In 2025, UNICEF documented efforts in Zambia to train local technicians specifically to maintain vaccine cold chain equipment at Northern Technical College, recognising that installation without a maintenance workforce isn't a functioning cold chain system. The programme acknowledged directly that delays in accessing specialised repair support often leave critical cold chain equipment unattended, disrupting immunisation services for months.

The lesson that Zambia is working toward, imperfectly and with significant gaps still to close, is the lesson that Africa's entire health facility electrification agenda needs to absorb: technology requires people. Every solar panel eventually becomes a maintenance question, battery eventually becomes a maintenance question, inverter eventually becomes a maintenance question, and every maintenance question eventually becomes a workforce question, which is a training question, an institutional question, and a funding question.

The measurement that would change the conversation

The truth at the centre of this is that Africa has a post-installation problem.

The continent is adding renewable energy capacity at record rates. IRENA data shows Africa grew its renewable capacity by 15.9 percent in 2025. The installations are happening. The question nobody is systematically asking is how many of those systems will still be functioning reliably in 2030, and how many rural health facilities counted as electrified today will have functional cold chains when the next immunisation campaign requires them.

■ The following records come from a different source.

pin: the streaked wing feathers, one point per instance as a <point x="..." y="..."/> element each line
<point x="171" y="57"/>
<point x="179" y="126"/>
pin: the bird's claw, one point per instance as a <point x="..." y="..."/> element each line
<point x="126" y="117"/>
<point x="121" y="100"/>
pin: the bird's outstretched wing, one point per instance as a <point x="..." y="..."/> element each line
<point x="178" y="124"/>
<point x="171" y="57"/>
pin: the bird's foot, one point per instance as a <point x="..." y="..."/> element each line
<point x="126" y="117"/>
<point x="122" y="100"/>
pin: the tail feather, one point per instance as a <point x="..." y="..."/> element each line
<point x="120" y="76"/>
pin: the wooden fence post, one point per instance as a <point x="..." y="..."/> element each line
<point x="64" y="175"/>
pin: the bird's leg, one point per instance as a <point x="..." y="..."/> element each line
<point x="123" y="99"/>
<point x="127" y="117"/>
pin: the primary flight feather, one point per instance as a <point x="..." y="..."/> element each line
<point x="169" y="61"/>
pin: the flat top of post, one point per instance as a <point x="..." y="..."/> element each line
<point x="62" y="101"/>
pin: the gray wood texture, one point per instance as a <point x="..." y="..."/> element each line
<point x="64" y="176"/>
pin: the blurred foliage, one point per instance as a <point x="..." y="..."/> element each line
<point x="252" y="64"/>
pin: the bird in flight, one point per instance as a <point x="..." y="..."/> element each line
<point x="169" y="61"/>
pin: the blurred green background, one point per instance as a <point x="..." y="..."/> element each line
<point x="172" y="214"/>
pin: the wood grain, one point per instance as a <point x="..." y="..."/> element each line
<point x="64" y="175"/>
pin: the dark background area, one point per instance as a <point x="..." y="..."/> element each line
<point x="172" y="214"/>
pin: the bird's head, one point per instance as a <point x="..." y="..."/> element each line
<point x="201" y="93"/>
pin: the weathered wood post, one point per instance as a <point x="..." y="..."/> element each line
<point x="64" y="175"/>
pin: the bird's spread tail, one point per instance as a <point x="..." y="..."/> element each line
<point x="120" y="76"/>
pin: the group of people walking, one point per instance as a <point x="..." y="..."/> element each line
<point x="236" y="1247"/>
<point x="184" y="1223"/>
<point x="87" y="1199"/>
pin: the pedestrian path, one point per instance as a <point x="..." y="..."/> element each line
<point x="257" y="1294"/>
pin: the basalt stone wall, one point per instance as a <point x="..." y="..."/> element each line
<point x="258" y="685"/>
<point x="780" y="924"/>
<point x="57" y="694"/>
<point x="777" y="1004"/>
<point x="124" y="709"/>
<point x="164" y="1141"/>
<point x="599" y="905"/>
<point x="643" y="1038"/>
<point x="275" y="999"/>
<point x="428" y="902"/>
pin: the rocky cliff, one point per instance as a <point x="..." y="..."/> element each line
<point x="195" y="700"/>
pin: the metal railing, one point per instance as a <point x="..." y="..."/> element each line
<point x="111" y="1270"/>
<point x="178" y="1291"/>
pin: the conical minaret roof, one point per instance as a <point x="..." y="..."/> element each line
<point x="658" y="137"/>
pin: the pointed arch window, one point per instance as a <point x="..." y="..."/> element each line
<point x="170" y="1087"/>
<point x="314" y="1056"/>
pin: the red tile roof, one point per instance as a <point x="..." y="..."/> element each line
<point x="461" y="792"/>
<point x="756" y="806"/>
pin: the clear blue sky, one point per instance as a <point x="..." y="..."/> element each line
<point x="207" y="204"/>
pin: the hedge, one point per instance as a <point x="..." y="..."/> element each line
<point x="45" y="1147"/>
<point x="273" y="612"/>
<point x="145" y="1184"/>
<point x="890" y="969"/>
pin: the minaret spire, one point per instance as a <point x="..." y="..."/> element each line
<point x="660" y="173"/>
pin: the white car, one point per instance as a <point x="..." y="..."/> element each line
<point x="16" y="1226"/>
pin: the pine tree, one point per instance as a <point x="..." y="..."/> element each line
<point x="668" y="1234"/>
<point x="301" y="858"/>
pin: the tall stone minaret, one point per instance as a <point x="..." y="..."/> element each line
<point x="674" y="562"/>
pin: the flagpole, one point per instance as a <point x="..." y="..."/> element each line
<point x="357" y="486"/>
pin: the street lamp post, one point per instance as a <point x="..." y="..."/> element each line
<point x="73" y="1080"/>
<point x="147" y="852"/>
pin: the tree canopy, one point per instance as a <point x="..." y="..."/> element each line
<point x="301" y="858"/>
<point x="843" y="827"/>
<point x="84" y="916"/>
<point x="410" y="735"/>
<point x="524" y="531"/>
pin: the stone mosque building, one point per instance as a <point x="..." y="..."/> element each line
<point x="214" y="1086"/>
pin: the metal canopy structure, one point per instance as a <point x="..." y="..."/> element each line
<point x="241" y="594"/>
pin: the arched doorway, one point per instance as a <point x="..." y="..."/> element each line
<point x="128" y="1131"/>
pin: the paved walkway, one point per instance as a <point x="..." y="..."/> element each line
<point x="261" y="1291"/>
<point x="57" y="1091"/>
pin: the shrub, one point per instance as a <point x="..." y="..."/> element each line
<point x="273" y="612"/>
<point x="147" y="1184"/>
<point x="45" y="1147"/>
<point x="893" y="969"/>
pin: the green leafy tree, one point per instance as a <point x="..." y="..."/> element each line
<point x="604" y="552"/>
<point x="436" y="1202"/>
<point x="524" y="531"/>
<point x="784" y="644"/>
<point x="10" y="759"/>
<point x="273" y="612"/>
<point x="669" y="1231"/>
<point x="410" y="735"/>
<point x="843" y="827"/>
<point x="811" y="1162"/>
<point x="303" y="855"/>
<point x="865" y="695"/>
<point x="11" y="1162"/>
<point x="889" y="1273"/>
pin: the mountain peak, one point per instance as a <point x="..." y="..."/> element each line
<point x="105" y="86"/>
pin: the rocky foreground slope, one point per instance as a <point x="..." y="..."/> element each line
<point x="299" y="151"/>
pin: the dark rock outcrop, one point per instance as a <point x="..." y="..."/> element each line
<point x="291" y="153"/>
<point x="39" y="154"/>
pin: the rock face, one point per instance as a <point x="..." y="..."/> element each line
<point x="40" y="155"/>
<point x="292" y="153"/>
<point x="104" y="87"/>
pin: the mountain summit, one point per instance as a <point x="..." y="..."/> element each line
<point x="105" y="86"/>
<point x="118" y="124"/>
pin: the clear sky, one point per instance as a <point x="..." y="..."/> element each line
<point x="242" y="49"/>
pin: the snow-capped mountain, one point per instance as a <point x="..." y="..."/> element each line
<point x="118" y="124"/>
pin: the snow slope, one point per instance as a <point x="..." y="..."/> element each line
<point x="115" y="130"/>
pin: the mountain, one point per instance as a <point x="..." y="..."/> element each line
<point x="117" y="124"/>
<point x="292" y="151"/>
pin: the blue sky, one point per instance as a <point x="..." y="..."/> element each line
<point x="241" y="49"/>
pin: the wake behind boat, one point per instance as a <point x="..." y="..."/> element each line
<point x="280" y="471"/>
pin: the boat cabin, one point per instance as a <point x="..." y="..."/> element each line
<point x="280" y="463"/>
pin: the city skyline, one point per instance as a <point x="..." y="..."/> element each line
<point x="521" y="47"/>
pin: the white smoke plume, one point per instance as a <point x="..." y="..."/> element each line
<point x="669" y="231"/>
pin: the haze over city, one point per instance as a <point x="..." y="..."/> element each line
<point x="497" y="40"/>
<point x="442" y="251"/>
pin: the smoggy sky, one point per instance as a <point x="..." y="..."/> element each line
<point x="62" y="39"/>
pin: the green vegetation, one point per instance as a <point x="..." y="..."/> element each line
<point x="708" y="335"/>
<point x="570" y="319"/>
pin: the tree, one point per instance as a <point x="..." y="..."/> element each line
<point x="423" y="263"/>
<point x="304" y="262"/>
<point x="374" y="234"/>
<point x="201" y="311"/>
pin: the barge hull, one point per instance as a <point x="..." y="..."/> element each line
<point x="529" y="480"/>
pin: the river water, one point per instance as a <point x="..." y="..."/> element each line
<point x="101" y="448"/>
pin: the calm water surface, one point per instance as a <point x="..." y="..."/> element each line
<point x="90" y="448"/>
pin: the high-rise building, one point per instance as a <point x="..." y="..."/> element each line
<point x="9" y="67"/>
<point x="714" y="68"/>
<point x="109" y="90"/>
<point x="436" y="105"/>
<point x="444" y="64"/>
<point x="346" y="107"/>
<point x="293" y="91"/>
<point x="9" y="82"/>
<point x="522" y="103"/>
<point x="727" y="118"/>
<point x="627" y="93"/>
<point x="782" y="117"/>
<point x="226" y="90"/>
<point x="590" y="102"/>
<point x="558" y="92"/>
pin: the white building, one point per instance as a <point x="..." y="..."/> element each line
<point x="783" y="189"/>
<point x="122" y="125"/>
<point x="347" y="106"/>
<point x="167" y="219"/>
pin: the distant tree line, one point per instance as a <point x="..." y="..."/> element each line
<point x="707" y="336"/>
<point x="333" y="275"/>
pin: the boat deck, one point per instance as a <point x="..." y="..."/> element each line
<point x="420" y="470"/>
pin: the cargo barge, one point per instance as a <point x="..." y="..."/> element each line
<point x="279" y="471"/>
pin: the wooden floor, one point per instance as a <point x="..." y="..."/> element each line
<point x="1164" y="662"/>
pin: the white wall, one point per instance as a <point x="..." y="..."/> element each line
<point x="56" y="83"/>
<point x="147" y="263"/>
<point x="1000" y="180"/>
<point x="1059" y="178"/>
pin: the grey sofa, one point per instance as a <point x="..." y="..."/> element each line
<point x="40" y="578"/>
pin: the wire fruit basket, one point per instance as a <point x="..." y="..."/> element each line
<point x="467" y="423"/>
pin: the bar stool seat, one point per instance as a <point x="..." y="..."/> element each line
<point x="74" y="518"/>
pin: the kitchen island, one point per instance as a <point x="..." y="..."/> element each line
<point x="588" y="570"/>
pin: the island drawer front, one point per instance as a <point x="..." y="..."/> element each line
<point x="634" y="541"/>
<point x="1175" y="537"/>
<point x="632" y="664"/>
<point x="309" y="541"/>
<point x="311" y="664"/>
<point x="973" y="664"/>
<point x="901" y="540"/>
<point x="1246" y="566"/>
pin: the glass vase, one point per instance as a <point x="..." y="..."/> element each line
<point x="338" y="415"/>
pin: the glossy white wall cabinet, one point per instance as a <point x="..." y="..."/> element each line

If we measured energy projects not at commissioning but five years later, we would build different programmes. We would fund maintenance alongside installation, require service contracts as a condition of financing, train technicians before we deployed panels, and design regulatory frameworks that create accountability for what happens after the ribbon is cut.

The ETA policy brief published last week by Bridget Owojoku Idoko identifies three specific regulatory reforms achievable within NERC's existing authority that would begin to close this gap in Nigeria. They are worth reading. But before any of those reforms can be acted on, the conversation that needs to happen is the simpler one: that measuring a health facility as electrified on the day of installation, and then not returning to check whether it is still electrified reliably five years later, is not a measurement of energy access. It is a measurement of installation. And installation and access are not the same thing.

I have watched clean energy projects succeed. The difference between the ones that succeeded and the ones that failed was rarely the quality of the technology. More often, it was whether somebody remained responsible after the installation team left.

Because the true test is whether it is still working when nobody is watching. And in too many African clinics today, that question still determines whether the vaccines in the refrigerator will protect the children who receive them.